Destacó  que conforme el artículo 452 del Código General del  Proceso, las nulidades que afecten la validez del remate pueden ser  alegadas hasta antes de la adjudicación, no obstante, dicha  diligencia se adelantó el 16 de mayo de 2022 a la que no  asistió, pese a estar acreditado el requisito de publicidad.  

LA  IMPUGNACIÓN  

La  presentó la parte accionante reiterando los argumentos  expuestos en el libelo inicial, a los que adicionó que «en  cuanto al cumplimiento del principio de subsidiariedad de la Tutela,  tenemos que a diferencia de lo que manifiesta el Honorable Tribunal  de Montería, este si se cumplió hasta donde el juzgado  lo permitió, porque la irregularidad de los avalúos  tenidos en cuenta para la subasta pública fue informada al  juzgado con antelación y dentro de la ejecutoria de la  providencia que señaló la fecha de remate que también  señaló el valor de los avalúos de los inmuebles,  en efecto, reposa en el expediente el memorial de fecha mayo 3 de  2022 donde nuestro apoderado puso en conocimiento la irregularidad de  los avalúos y solicitó al juzgado accionado aclarar el  auto porque los avalúos aportados y aprobados son los  comerciales».  

CONSIDERACIONES  

1.        Al  tenor del artículo 86 de la Carta Política, la tutela  es un mecanismo instituido para la protección de los derechos  fundamentales, cuando sean conculcados o seriamente amenazados por la  acción o la omisión ilegítima de una autoridad  pública o, en determinadas hipótesis, de los  particulares, siempre y cuando el afectado no disponga de otro medio  de defensa judicial.  

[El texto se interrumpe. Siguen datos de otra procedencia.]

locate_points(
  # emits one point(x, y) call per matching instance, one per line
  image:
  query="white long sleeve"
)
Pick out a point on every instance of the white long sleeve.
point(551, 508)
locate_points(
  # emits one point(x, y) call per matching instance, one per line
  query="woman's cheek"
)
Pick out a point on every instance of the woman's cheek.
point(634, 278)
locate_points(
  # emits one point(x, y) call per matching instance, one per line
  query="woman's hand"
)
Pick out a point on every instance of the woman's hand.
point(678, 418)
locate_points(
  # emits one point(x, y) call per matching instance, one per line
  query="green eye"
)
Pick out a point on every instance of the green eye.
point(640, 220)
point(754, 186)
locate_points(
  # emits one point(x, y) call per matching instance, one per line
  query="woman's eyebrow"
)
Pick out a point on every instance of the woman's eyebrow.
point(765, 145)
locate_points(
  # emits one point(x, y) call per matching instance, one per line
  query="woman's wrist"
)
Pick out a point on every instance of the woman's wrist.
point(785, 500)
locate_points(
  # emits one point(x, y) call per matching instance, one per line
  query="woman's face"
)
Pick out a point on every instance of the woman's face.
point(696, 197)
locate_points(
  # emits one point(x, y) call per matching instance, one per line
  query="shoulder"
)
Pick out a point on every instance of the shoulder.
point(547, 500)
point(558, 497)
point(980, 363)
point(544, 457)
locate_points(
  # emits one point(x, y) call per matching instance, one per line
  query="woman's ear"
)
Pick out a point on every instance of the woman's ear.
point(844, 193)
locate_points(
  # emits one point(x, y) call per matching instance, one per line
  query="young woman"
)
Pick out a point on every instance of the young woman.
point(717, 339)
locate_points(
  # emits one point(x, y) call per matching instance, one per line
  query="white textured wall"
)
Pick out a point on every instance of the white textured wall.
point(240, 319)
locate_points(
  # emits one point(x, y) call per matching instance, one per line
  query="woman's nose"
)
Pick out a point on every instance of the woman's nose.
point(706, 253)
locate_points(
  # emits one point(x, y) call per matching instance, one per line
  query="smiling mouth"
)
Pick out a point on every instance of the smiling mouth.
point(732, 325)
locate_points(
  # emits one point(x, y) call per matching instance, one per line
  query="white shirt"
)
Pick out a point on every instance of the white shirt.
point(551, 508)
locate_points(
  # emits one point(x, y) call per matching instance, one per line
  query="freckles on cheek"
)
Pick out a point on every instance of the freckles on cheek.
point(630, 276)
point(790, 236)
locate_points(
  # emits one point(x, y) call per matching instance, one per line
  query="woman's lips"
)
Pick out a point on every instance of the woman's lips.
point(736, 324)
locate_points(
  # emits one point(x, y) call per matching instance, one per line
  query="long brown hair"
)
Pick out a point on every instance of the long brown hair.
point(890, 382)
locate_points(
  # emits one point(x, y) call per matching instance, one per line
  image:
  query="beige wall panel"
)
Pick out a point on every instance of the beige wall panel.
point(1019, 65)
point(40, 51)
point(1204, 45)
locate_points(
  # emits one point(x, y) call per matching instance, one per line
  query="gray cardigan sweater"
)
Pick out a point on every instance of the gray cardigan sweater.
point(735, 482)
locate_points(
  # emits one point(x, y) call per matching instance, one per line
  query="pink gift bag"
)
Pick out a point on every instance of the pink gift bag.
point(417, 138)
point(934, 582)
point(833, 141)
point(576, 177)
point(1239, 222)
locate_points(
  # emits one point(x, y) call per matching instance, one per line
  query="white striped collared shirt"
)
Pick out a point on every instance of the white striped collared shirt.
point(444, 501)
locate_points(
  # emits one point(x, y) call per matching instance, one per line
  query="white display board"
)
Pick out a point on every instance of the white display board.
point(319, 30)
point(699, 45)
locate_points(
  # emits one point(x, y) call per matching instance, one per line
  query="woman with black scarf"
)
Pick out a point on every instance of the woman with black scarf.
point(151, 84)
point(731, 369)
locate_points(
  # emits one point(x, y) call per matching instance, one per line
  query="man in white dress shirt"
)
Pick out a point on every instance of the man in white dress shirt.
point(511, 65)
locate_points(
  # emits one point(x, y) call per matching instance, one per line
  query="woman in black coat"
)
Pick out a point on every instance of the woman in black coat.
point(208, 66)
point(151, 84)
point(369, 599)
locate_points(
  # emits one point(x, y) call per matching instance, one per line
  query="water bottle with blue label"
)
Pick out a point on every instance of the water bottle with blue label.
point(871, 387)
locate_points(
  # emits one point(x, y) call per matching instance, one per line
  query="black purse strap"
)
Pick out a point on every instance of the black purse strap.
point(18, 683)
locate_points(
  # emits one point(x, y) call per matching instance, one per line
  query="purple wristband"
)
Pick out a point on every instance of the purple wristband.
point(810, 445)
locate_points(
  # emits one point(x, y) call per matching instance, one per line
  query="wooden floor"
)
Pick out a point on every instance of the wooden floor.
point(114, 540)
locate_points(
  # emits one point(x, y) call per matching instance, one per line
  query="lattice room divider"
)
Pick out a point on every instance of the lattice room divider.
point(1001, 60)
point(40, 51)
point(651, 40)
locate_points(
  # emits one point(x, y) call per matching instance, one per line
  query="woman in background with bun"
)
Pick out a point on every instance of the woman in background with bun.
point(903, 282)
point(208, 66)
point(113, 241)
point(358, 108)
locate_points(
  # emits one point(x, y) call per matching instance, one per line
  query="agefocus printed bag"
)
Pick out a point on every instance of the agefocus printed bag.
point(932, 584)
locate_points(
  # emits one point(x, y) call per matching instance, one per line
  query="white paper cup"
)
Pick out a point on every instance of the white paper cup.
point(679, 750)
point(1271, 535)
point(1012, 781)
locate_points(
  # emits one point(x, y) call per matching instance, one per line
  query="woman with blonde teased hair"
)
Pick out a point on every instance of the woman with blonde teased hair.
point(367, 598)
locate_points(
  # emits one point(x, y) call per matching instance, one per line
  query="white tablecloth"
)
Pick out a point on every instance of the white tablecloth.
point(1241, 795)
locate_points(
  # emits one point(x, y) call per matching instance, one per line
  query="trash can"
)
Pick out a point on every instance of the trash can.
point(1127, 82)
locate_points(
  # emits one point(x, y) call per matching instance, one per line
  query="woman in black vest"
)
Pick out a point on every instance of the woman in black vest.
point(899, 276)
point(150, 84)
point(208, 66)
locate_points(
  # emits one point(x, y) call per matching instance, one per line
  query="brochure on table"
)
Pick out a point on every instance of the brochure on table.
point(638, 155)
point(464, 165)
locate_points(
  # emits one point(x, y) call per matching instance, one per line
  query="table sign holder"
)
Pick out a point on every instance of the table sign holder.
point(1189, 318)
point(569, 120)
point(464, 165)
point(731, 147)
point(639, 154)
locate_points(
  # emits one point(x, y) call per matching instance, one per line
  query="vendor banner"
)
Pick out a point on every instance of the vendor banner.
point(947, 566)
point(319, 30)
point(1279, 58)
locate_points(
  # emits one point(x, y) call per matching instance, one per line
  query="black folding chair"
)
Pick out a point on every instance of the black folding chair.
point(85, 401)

Por  lineamiento jurisprudencial, en tratándose de actuaciones y  providencias judiciales, el resguardo se abre paso de manera  excepcional y limitado a la presencia de una irrefutable vía  de hecho, cuando «el  proceder ilegítimo no es dable removerlo a través de  los medios ordinarios previstos en la ley»  (CSJ STC, 11 may. 2001, rad. 2001-00183-01); y por supuesto, se  cumpla el requisito de la inmediatez.  

            

2. Descendiendo          al caso sub          examine          esta          Sala concluye          que la          solicitud de resguardo se torna improcedente,          comoquiera          que, con proveído de 12 de julio de 2022, que mantuvo el          proveído que aprobó el remate y rechazó la          petición de anulación, el Juzgado tras analizar los          reclamos expuestos, entre ellos los ahora plateados, dijo que:  

Así  pues, se observa por parte del despacho que el apoderado judicial de  la entidad ejecutante, insiste en el hecho de haber presentado dos  avalúos comerciales y, frente a los cuales; esta célula  judicial aprobó. (Hecho 6 al 15). Tal circunstancia, fue  analizada rigurosamente por el despacho, y se pudo constar su  ausencia; tanto en el expediente, como en el despacho. No obstante lo  anterior, aun en el hipotético hecho de existir plena certeza  de lo reflejado por el vocero de la parte actora, igualmente habría  de sufrir su decaimiento. Y es que, en rigor; el artículo 455  del C.G.P, reguló todo lo concerniente a las etapas en que se  pueden deprecar irregularidades que afecten la validez del remate,  encontrándose, que la solicitud del apoderado judicial resulta  extemporánea.  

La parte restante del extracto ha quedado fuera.